Saturday, December 24, 2016

Soup's On!

Are you enjoying this holiday season, or are you feeling the stress? If you are having a week like mine, you are probably doing a bit of both. Like many of my mixed-up friends, my family celebrates both Chanukah and Christmas. This year the lunar and Gregorian calendar collide, and the first night of Chanukah shares the spotlight with Christmas Eve. For those of us who overdo, it’s a level of excess unlike any we’ve seen in recent years.

I’m hosting my older sister and nephews this season and decided to make a nice Jewish dinner on Christmas Eve. I made two kinds of rugelach a few days ago rather than attempting homemade jelly donuts, also known as the difficult to pronounce sufganiyot. I even made my own applesauce to go with the potato latkes that will grace my table.

All we really want to eat is latkes. They are crisp and greasy and salty and truly delightful. They also sit in your gut, daring you to digest them, while you wonder why we celebrate a minor Jewish holiday by eating the equivalent of a Waffle House side dish. We have to have something else to balance out those potato pancakes, and I thought matzoh ball soup and a salad might help move things along.

I like to make my own stock. I don’t do anything unusual. I am not browning fatty backs and wings to bring out the flavor. I do not roast my onions and carrots to a delicious caramel before adding them. I just kick it old school with my chicken, veggies, seasonings, and water and let the whole pot simmer away on the stove.

With all the extra food in the house for the double holiday, I didn’t have room in my refrigerator for a big stock pot. I do have an extra fridge in the garage that is usually stocked with beer and old sodas that no one wants to drink. When we have company or holiday meals, our food overflow goes in the outside fridge. I had my husband rearrange his odd assortment of beer to make room for my stock pot and, interestingly enough, a honey baked ham that I plan to serve alongside the turkey breast for Christmas dinner. We don’t keep kosher, but we are also not big ham fans. Chances are good that thing is going to see the trash can Christmas night, minus a slice or two.

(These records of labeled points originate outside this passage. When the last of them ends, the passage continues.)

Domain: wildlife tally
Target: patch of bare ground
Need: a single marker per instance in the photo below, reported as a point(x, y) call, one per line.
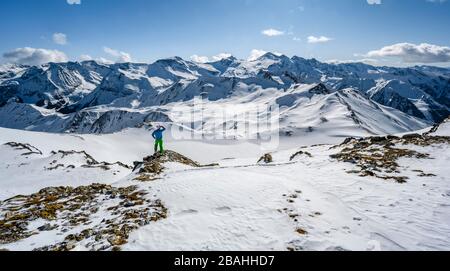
point(378, 156)
point(153, 166)
point(98, 217)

After the stock finished cooking, I let it cool for a little while before removing the chicken and pouring the broth through a strainer to remove the tired, old veggies that gave their all to the cause. With the stock safely transferred to another pot, it was ready to go in the outside fridge. I carefully lifted the pot of hot chicken stock and carried it towards the garage door. My daughter, S, held the door for me and scurried down the short flight of brick stairs to open the fridge door.

I took a step or two, and my heel caught on the third step.

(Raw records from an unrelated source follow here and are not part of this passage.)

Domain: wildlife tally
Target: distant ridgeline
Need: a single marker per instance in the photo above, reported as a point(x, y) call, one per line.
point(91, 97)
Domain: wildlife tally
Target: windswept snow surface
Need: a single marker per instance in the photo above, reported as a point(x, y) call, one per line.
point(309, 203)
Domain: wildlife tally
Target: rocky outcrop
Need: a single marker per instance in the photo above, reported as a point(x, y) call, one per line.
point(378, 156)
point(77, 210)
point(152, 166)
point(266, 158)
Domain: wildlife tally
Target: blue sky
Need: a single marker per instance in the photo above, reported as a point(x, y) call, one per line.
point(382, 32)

Have you ever noticed that when you fall, you feel like it happens in slow motion? I lost my balance and fell back oh so slowly, trying to figure out a way to break my fall without spilling the stock on my daughter or myself. Make no mistake, that broth was simmering away mere minutes before. It was still plenty hot and ready to do some damage.

I fell down, landing hard on my butt and scraping my calf on the brick steps. I would like to say I didn’t spill a drop of soup, but I did. I spilled three drops. S was terrified, but honestly, other than the scratch on my leg, I was fine. I saved myself and the broth.

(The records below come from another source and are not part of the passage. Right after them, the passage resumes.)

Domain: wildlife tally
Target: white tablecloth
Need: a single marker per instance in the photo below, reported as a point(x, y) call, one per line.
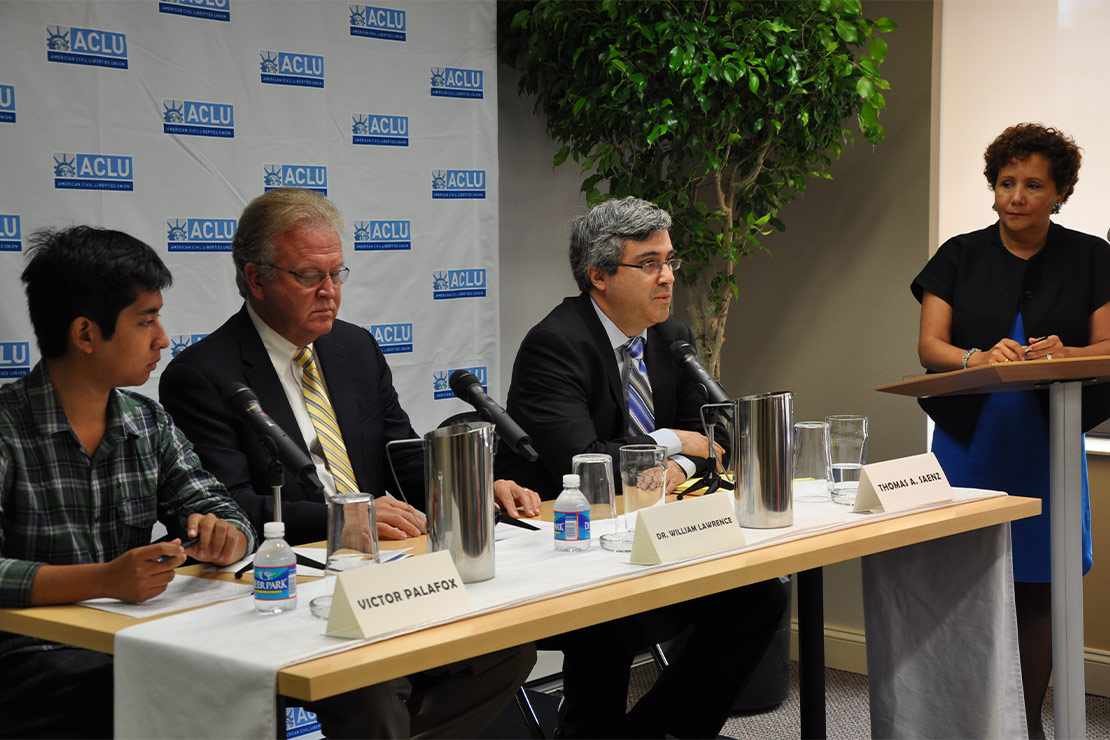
point(212, 672)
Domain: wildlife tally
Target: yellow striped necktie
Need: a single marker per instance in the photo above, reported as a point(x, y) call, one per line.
point(323, 419)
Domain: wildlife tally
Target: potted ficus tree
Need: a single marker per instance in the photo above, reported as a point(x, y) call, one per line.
point(717, 111)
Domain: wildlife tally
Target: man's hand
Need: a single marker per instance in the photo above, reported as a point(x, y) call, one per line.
point(675, 475)
point(396, 519)
point(220, 541)
point(696, 444)
point(511, 497)
point(138, 575)
point(356, 535)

I perfected the art of falling with food when I was nine. A friend of mine had invited me to join her family on their boat, and we stopped at a sandy spot along a creek to play on rafts and have lunch. Her father grilled hot dogs for everyone, and I got it in my head that I wanted to eat mine in the small inflatable boat they had tied to the pontoon. It was moving gently with the current, and when I turned around to plop down in the middle, I fell, missing the little boat entirely. I landed hard in the water, in over my head. Somehow, I managed to save my hot dog, my right hand clutching it high in the air above the water’s surface.

That’s how I felt, holding that pot of hot broth. I was triumphant over tragedy, saving the soup, dodging what could have been not only an unfortunate loss of homemade stock, but also narrowly avoiding a severe burn a few days before Christmas Eve. It was a Christmas and Chanukah miracle, all wrapped into one clumsy fall.

Enjoy whatever holiday you want, however you choose to celebrate it. Maybe yours will cross over like mine, with a pot of matzoh ball soup right next to the honey baked ham in the fridge.